Taken from the website alankeyes.com
Taxation / government spending
Tyrannical taxation, and excessive government spending and borrowing, are not only threats to our economy — they erode the resource base of our freedom and our moral responsibility.
The income tax is a twentieth-century socialist experiment that has failed. Before the income tax was imposed on us just 85 years ago, government had no claim to our income. Only sales, excise, and tariff taxes were allowed. We need to return to the Constitution of economic liberty that our Founders intended to be a permanent bulwark of our political liberty.
The income tax in effect makes us vassals of the government — the politicians decide how much income we can keep. No mere “reform” of this slave tax, such as flattening the rate, can correct its fundamental denial of control over our own money.
Only the abolition of the income tax will restore the basic American principle that our income is both our own money and our own private business — not the government’s.
Replacing the income tax with a national sales tax would rejuvenate independence and responsibility in our citizens. True economic liberty and moral revival go hand in hand.
A national sales tax would also put the American citizen back in control of fiscal policy. The best way to curtail government spending is to cut taxes, because they can’t spend what they don’t get. With a sales tax, we could deny funds to a spendthrift government — and give ourselves a tax cut — whenever we make the private choice to alter our spending and saving habits.

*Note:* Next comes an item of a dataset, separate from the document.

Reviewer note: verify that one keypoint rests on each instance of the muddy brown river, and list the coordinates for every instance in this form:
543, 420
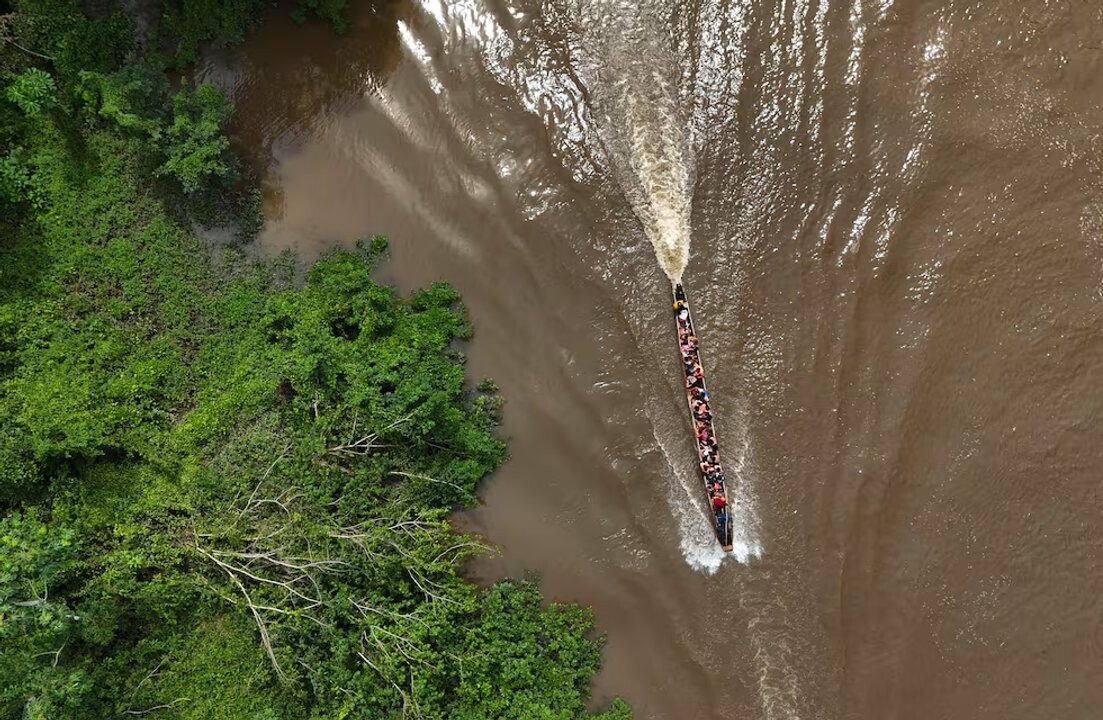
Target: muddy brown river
889, 217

But we must also take away the government’s credit card. With limits on both tax revenue and borrowing, the Federal government would finally be forced to get serious about spending cuts. That’s why a balanced budget amendment to the Constitution, with barriers to both borrowing and spending, is the best way to secure budget discipline.
Fair trade
American “free trade” policy in recent years has increasingly involved grants of excessive authority to international organizations of questionable political legitimacy. The GATT/WTO agreement was a big mistake. The World Trade Organization undermines America’s sovereign international economic interests.
The American people must repudiate the policy of establishing unelected international bodies that act like the Supreme Court of the United States, striking down our domestic laws. We must repudiate disgraceful, profit-driven alliances with the despots in Beijing. And we must refuse to permit our representatives in Congress to volunteer for constitutional impotence by granting “fast track” authority to the president to strike back room trade deals without the advice and consent of the Senate.
I have always been a staunch defender of free enterprise and an opponent of the domineering bureaucracies, both national and international, which try to suffocate it. But I cannot stand with those so-called conservatives who believe that “free trade” is more important than free government, or the “fiscal conservatives” who seem to believe that money and economic advantage matter more than our right to constitutional, elective self-determination. Trade socialism must be defeated root and branch, even when it is called
“free trade.”
I think we gave away a portion of our sovereignty that we should never have surrendered when we entered the WTO. It violates the fundamental principle of our way of life: no legislation without representation. I’m not interested in protectionism or withdrawal. But folks ought to be paying a premium price to enter this market, or else giving us something concrete in return that’s of tangible benefit to the American people.
I believe we need to move away from negotiating multinational trade agreements, and ought to focus instead on cutting better deals by bargaining one-on-one with individual countries. I also believe we should impose tariffs on countries that undercut American farmers and manufacturers with cheap products.